記事詳細

【大崎裕史 麺喰いにつき】バラ肉がひと仕事しているニラそば 住宅街の町中華 (1/2ページ)

 「やじ満(ま)」は築地市場の老舗で昭和23(1948)年創業。その後、2018年10月20日に豊洲市場に移転オープン。築地では何度か食べているが移転後は初めて。2年たったとはいえ、お店は新しいが手書きメニューがそこら中に貼り出しているのが「やじ満」らしく、個性が出ている。

 季節メニューの牡蠣(かき)らーめんが有名だが今回は、同様に人気のあるニラそばを注文。そして、やじ満といえば、シューマイもだ。築地シューマイ四天王と呼ばれていた頃もあった。シューマイは熱々で全体的に柔らかめ。じっくり蒸されている。横浜の人気店「崎陽軒」のそれとは大きさが随分と違う。

 でもどちらも好きだ。シチュエーション次第で変わってくる。電車に乗ってるときは崎陽軒が似合う。弁当もそう。お店では「やじ満」タイプがいい。

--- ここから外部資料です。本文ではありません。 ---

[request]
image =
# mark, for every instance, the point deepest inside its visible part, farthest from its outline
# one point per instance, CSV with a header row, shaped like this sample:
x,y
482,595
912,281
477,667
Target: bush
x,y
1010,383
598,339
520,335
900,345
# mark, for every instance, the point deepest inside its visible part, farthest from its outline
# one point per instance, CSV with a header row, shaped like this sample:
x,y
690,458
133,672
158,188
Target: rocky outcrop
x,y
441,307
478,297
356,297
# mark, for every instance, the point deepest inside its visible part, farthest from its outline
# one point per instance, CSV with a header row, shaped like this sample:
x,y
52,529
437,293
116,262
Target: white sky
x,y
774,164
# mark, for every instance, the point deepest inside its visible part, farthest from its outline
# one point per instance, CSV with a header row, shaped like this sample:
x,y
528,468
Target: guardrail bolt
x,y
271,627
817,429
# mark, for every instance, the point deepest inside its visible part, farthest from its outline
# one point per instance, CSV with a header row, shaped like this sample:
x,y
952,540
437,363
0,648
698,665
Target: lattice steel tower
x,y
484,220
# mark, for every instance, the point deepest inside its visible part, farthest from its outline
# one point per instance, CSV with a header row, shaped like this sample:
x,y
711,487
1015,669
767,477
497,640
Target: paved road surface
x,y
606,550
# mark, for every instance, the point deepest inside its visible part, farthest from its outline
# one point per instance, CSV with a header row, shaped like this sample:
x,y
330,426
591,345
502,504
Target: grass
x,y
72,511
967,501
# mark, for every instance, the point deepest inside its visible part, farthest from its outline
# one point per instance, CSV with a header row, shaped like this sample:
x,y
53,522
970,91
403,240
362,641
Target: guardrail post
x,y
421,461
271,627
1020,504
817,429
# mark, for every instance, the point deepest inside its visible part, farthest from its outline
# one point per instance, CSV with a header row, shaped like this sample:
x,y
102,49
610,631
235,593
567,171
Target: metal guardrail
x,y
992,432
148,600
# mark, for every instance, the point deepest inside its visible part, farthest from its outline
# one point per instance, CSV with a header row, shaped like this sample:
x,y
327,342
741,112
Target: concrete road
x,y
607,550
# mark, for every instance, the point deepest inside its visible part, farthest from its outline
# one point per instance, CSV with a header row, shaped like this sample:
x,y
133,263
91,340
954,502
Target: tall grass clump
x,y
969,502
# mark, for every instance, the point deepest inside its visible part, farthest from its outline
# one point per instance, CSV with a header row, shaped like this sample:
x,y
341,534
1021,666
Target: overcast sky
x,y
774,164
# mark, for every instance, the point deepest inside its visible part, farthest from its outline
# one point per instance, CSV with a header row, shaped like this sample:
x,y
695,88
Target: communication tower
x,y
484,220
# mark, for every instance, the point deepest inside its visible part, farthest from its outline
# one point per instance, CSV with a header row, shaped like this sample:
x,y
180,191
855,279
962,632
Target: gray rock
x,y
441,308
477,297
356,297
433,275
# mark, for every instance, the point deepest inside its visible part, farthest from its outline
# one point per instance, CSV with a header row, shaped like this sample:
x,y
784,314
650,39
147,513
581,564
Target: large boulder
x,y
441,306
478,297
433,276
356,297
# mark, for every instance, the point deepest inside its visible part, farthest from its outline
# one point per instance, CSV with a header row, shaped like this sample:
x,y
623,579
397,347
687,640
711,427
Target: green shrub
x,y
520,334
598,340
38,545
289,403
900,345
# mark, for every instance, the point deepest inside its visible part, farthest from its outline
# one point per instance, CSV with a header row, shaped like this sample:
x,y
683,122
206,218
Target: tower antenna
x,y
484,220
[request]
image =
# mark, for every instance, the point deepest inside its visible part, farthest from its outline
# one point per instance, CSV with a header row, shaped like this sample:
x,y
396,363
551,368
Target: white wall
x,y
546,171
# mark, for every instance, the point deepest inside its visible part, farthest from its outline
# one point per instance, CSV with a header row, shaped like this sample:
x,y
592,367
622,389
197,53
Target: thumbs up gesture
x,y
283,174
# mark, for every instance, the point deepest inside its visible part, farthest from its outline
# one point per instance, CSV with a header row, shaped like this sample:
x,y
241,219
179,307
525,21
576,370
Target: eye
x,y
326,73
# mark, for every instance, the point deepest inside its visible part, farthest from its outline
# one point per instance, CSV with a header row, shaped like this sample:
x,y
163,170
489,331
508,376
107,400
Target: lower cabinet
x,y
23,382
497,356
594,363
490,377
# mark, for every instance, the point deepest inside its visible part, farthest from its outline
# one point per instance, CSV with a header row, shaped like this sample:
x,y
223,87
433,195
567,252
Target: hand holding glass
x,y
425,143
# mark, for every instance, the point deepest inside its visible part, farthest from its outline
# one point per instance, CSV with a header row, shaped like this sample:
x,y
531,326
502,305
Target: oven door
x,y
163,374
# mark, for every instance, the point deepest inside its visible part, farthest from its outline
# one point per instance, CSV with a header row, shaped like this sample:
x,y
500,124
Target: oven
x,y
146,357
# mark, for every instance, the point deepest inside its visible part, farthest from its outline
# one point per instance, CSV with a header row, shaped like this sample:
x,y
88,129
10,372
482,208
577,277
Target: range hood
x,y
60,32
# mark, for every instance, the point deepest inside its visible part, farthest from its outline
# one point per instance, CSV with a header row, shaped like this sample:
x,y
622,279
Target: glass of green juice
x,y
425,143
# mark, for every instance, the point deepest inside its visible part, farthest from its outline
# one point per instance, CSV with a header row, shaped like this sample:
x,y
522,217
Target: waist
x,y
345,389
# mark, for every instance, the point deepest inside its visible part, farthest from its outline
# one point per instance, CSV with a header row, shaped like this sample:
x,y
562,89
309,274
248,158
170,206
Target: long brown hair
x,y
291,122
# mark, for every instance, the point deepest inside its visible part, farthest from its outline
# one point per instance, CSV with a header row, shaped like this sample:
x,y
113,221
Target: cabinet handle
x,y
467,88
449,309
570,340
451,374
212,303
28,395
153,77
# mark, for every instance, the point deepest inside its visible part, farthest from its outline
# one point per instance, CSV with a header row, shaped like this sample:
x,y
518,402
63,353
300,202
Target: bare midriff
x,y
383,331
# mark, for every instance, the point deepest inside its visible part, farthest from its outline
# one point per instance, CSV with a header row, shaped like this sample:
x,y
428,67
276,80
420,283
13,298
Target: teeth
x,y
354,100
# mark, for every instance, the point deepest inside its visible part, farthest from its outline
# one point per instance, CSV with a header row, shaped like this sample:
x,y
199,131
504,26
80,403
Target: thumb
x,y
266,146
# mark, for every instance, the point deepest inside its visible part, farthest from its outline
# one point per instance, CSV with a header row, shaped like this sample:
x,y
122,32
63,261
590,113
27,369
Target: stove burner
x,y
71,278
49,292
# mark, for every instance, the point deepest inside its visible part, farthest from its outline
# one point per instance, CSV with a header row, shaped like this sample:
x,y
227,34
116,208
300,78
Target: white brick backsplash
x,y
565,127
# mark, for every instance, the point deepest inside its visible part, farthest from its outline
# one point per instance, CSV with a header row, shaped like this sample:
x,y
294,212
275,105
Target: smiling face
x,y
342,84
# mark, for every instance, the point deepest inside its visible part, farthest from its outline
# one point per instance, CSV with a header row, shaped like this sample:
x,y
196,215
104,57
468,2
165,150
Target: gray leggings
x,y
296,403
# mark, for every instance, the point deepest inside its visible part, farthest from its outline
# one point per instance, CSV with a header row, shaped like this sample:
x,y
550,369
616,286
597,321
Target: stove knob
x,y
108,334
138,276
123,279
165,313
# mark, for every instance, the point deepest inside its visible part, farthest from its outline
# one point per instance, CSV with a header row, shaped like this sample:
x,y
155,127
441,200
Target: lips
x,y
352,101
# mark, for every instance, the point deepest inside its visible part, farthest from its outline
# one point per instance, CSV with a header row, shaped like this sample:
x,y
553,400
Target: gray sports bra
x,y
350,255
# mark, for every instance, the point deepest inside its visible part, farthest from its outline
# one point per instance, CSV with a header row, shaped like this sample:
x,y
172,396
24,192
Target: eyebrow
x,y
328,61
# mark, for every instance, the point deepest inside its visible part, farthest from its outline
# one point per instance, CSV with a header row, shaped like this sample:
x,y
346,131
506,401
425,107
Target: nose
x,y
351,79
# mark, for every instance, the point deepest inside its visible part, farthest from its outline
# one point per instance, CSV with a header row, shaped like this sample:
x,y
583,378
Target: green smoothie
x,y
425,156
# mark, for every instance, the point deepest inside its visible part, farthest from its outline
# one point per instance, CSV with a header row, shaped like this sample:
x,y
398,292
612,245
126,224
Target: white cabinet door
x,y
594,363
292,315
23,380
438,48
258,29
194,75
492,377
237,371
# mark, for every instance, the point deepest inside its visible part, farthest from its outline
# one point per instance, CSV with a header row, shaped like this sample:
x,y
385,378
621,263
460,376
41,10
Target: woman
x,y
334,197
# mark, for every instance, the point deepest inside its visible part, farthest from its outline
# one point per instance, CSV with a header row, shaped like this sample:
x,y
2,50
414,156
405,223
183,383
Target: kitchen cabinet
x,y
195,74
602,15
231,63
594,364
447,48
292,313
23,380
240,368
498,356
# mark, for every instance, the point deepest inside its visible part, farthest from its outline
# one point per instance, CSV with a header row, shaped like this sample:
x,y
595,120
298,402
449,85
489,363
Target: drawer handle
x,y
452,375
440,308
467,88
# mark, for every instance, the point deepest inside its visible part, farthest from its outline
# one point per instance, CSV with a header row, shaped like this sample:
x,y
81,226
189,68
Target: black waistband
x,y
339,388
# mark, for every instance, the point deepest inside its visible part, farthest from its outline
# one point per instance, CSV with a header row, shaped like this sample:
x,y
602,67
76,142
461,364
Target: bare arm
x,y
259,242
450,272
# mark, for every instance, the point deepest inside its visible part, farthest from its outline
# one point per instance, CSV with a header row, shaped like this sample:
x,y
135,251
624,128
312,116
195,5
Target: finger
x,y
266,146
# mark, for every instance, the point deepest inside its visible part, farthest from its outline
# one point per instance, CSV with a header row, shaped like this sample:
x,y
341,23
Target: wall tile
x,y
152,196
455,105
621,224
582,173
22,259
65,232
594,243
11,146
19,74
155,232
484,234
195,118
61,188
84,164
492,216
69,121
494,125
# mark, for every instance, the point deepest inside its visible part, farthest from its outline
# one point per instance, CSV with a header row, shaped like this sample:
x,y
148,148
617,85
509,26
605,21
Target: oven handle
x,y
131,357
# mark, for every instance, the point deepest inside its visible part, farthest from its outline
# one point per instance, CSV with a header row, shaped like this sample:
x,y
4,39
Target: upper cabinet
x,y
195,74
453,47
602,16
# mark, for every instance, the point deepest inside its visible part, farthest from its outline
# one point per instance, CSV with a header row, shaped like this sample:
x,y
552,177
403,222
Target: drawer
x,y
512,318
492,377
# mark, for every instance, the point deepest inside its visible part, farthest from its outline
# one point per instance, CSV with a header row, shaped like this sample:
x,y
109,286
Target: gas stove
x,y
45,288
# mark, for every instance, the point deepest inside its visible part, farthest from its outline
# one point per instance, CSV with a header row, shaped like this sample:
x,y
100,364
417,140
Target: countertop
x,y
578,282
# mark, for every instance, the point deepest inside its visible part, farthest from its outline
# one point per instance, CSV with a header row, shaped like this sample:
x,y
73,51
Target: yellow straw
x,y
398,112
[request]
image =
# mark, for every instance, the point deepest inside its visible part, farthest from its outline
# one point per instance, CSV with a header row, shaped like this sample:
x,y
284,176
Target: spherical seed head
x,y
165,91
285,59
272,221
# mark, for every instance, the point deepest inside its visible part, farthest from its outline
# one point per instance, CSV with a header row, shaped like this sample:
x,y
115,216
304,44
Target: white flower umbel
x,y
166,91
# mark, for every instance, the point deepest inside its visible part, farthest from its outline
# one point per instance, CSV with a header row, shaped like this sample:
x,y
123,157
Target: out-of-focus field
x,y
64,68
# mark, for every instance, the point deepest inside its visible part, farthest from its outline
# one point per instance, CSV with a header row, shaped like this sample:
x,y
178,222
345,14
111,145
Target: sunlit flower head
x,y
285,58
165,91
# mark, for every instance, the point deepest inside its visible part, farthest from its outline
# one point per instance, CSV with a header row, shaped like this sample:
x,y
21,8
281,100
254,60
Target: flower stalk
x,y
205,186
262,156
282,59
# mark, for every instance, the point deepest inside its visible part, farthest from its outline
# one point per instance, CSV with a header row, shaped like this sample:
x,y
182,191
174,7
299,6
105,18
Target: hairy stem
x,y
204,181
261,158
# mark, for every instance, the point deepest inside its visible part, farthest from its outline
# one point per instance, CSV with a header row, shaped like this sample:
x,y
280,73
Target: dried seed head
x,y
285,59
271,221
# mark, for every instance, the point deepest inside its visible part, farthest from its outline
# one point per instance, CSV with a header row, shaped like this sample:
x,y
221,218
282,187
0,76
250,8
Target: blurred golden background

 ここのところ、ラーメン専門店でもシューマイを扱う店が増えているが「やじ満風」が多い気がする。また「やじ満」系はソースを付けて食べる。崎陽軒は醤油。これも人それぞれの好み。

 市場の人は食べるのが速い。しかも食べ終えたらさっさと会計して帰る。回転はいい。今、観光客はほとんどいないのでお店は常連さんがほとんどで符丁というか、暗号のような注文で通っている。女将(おかみ)さんが常連の好みをほとんど覚えているのが見ていて気持ちいい。